In October 1981, Meena traveled to France at the invitation of the French government, under the socialist leadership of Prime Minister Francois Mitterand, to attend the International Socialist Conference in Valence. She gave a speech to delegates from 250 nations in which she described the Soviet invasion of her country despite pressures from an international movement more comfortable with condemnations of Western imperialism.

Meena gave birth to twins in May 1985 in the relative safety of Pakistan, although she agonized over her decision to have more children. The women of RAWA helped her to care for her babies, as they had cared for countless others, many of whom were orphaned. Tragedy struck hard a year and a half later when word reached Meena that Ahmed had been kidnapped, tortured, and murdered. His killer was Gulbaddin Hekmatyar, the same man who had thrown acid at the women students in Kabul a decade earlier. Three months later, on February 4, 1987, Meena herself was betrayed by a trusted friend who had served as her English and Russian translator. Her body was never recovered. Hekmatyar was believed responsible for her assassination as well.

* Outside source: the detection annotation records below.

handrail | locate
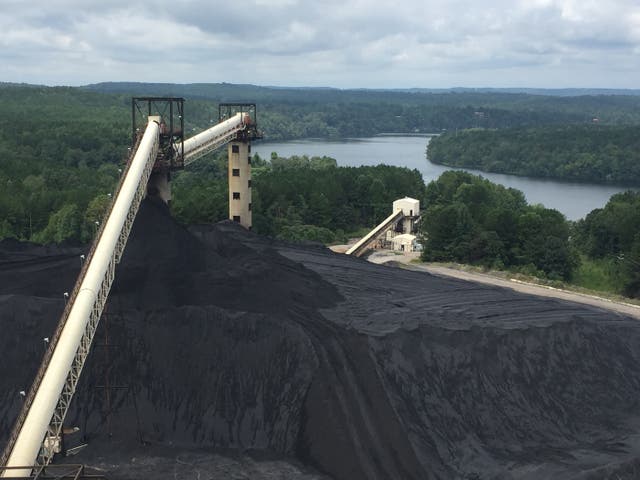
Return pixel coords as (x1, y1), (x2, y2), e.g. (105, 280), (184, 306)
(0, 131), (142, 466)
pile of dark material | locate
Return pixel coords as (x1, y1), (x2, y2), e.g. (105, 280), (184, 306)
(0, 197), (640, 480)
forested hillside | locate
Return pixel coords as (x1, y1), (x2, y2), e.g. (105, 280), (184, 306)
(86, 83), (640, 140)
(0, 84), (640, 296)
(427, 125), (640, 186)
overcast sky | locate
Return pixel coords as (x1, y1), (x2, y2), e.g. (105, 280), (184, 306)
(0, 0), (640, 88)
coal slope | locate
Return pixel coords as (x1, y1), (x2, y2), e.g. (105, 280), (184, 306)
(0, 197), (640, 480)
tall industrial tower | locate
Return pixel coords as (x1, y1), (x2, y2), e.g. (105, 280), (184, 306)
(219, 103), (261, 229)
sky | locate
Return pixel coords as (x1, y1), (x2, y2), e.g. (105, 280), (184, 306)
(0, 0), (640, 88)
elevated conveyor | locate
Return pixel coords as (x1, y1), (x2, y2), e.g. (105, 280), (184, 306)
(0, 120), (160, 478)
(0, 107), (258, 478)
(345, 210), (404, 257)
(176, 113), (251, 167)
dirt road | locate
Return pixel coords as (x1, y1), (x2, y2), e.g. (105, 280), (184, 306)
(369, 251), (640, 318)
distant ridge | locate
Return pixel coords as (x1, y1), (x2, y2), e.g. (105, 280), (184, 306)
(85, 82), (640, 98)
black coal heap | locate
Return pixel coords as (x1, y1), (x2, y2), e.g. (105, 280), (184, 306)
(0, 201), (640, 480)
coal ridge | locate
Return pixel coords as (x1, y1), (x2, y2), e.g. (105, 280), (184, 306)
(0, 200), (640, 479)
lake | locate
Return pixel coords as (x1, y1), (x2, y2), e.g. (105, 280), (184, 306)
(251, 136), (627, 220)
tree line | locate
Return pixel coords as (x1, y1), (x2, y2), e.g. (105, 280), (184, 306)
(421, 171), (640, 298)
(427, 125), (640, 186)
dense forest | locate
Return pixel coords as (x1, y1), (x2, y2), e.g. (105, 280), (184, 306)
(421, 171), (578, 280)
(421, 171), (640, 298)
(427, 124), (640, 186)
(171, 154), (425, 243)
(0, 84), (640, 297)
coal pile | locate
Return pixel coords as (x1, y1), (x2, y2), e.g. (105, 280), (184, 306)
(0, 197), (640, 480)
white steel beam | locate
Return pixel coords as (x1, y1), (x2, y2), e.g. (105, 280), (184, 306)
(0, 121), (160, 477)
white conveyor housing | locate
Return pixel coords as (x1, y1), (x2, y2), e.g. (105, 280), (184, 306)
(345, 209), (404, 257)
(176, 113), (251, 167)
(0, 117), (160, 478)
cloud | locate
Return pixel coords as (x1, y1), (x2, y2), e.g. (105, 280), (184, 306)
(0, 0), (640, 87)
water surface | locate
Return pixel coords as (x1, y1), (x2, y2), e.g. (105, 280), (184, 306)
(251, 136), (627, 220)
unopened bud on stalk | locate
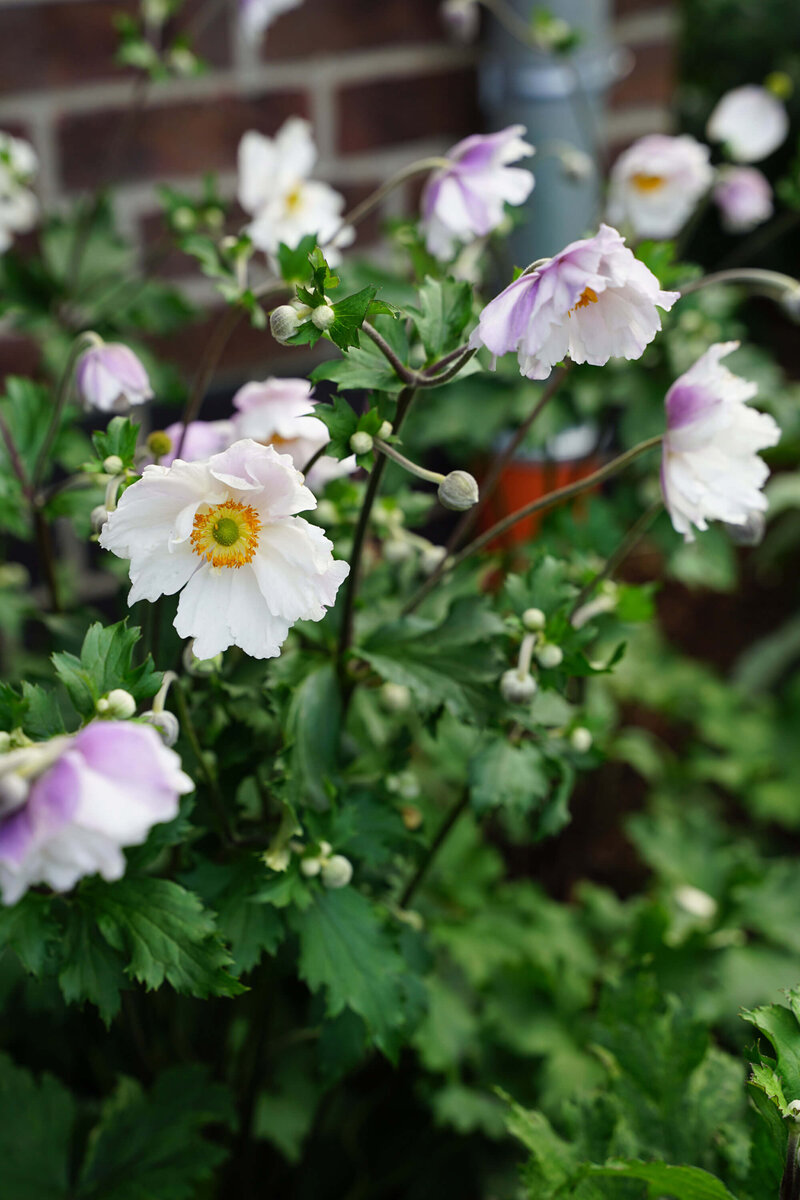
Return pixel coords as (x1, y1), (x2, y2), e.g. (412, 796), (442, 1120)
(350, 430), (374, 454)
(95, 688), (136, 721)
(311, 304), (336, 332)
(438, 470), (480, 512)
(522, 608), (547, 634)
(570, 725), (593, 754)
(500, 667), (539, 704)
(320, 854), (353, 888)
(148, 430), (173, 458)
(536, 642), (564, 671)
(142, 708), (181, 746)
(270, 304), (301, 346)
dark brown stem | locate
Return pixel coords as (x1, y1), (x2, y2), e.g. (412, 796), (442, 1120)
(403, 434), (661, 614)
(398, 791), (469, 908)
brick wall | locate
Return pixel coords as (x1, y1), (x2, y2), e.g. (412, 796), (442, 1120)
(0, 0), (674, 384)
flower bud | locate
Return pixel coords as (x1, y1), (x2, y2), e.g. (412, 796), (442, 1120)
(378, 683), (411, 713)
(350, 430), (374, 454)
(570, 725), (594, 754)
(148, 430), (173, 458)
(320, 854), (353, 888)
(270, 304), (301, 346)
(314, 500), (339, 527)
(536, 642), (564, 671)
(96, 688), (136, 721)
(522, 608), (547, 634)
(500, 667), (539, 704)
(142, 708), (181, 746)
(438, 470), (479, 512)
(311, 304), (336, 332)
(89, 504), (108, 533)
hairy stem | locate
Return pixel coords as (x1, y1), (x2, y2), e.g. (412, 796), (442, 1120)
(403, 434), (662, 613)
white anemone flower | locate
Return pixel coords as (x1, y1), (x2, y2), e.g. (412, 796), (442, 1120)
(0, 133), (38, 254)
(422, 125), (535, 259)
(469, 224), (680, 379)
(100, 438), (349, 659)
(661, 342), (781, 541)
(239, 0), (302, 42)
(608, 133), (714, 238)
(705, 84), (789, 162)
(239, 116), (355, 263)
(233, 378), (357, 492)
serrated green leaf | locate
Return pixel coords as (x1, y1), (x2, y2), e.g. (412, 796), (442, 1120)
(585, 1159), (736, 1200)
(290, 888), (405, 1052)
(80, 876), (246, 997)
(76, 1066), (233, 1200)
(0, 1055), (76, 1200)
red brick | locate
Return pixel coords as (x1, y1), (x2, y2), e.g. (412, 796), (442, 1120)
(339, 70), (480, 154)
(610, 42), (675, 108)
(59, 92), (307, 188)
(0, 0), (229, 92)
(263, 0), (445, 60)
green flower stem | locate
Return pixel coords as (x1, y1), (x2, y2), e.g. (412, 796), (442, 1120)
(336, 388), (416, 676)
(570, 500), (663, 619)
(403, 433), (662, 614)
(398, 791), (469, 908)
(373, 438), (445, 485)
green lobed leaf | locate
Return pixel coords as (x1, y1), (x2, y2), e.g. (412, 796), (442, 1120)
(80, 876), (246, 997)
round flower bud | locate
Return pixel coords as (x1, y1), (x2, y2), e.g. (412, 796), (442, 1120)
(500, 667), (539, 704)
(522, 608), (547, 634)
(536, 642), (564, 671)
(350, 430), (374, 454)
(314, 500), (339, 526)
(148, 430), (173, 458)
(401, 804), (422, 833)
(270, 304), (300, 346)
(300, 858), (323, 880)
(311, 304), (336, 332)
(96, 688), (136, 721)
(142, 708), (181, 746)
(378, 683), (411, 713)
(89, 504), (108, 533)
(321, 854), (353, 888)
(570, 725), (593, 754)
(439, 470), (479, 512)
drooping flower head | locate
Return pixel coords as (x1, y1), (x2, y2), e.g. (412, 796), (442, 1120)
(76, 342), (152, 413)
(469, 226), (680, 379)
(233, 379), (356, 492)
(608, 133), (714, 238)
(705, 84), (789, 162)
(239, 116), (354, 263)
(661, 342), (781, 541)
(98, 439), (349, 659)
(158, 421), (237, 467)
(0, 133), (38, 253)
(239, 0), (302, 42)
(422, 125), (534, 258)
(714, 167), (772, 233)
(0, 721), (194, 904)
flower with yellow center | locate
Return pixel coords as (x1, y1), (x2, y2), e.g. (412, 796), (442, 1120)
(100, 438), (349, 659)
(608, 133), (714, 238)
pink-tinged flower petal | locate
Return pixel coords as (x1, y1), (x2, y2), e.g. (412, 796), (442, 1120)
(661, 342), (781, 541)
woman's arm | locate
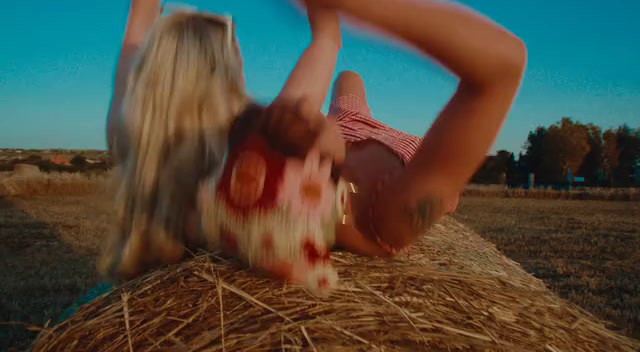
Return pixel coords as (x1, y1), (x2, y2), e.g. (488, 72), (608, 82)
(314, 0), (527, 247)
(107, 0), (161, 159)
(276, 6), (342, 112)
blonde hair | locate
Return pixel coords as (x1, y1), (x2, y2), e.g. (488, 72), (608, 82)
(99, 13), (248, 278)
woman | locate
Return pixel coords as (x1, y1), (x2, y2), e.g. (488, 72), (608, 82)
(278, 0), (527, 256)
(99, 0), (344, 279)
(103, 0), (526, 277)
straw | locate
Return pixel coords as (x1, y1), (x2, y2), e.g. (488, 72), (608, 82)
(33, 218), (640, 352)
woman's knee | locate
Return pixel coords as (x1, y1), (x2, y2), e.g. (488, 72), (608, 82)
(333, 71), (367, 101)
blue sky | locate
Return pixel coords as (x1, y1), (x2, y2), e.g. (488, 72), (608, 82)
(0, 0), (640, 153)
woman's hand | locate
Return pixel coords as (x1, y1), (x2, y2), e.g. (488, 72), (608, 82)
(307, 4), (342, 48)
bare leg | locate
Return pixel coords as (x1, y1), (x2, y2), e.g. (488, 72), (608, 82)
(331, 71), (367, 104)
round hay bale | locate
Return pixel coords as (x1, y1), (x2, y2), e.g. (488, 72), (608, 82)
(33, 219), (640, 352)
(13, 164), (40, 176)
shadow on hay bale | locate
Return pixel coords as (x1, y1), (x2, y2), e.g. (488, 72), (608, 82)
(34, 219), (640, 352)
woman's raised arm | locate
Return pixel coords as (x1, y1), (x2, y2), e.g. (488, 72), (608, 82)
(107, 0), (161, 160)
(308, 0), (527, 247)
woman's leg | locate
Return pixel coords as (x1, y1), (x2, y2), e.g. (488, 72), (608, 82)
(331, 71), (367, 105)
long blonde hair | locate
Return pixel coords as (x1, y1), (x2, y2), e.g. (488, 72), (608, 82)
(99, 13), (248, 278)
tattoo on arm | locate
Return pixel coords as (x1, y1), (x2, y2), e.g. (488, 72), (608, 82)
(402, 197), (444, 234)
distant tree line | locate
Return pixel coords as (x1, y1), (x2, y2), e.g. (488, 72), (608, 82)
(471, 118), (640, 187)
(0, 154), (112, 173)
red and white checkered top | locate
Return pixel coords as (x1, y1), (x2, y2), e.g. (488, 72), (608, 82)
(329, 94), (422, 164)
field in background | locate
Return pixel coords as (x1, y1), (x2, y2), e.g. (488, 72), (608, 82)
(454, 197), (640, 338)
(463, 184), (640, 201)
(0, 195), (110, 351)
(0, 173), (640, 351)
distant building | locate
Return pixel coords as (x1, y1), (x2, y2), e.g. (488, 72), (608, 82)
(51, 155), (71, 165)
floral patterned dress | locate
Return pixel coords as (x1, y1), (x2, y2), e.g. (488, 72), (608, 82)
(200, 134), (348, 294)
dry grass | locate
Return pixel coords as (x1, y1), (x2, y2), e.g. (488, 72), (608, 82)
(0, 172), (109, 197)
(456, 197), (640, 338)
(34, 219), (640, 351)
(463, 184), (640, 201)
(0, 196), (640, 351)
(0, 196), (108, 351)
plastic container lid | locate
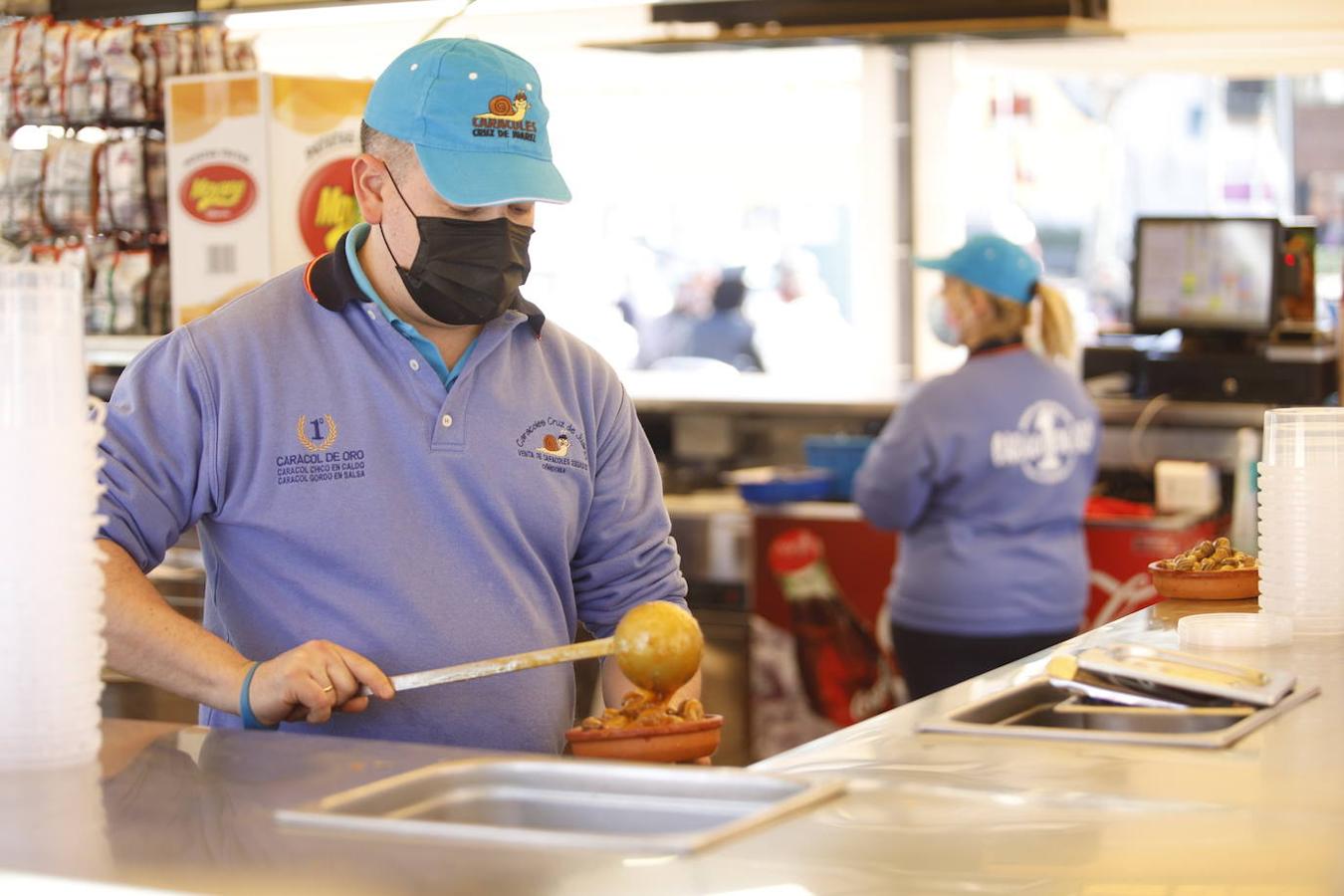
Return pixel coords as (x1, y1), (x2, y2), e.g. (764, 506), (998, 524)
(1176, 612), (1293, 650)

In the aftermath of Meena's death, the RAWA women feared capture, but realized after several weeks that whatever torture Meena had endured, she had remained silent. Meena's selfless devotion and love made it possible for them to carry on. Her strength had transcended even death. In collaborating with Melody Chavis to write Meena's biography, RAWA wished to keep the memory of her work and vision alive to inspire future generations of women in Afghanistan and in the world.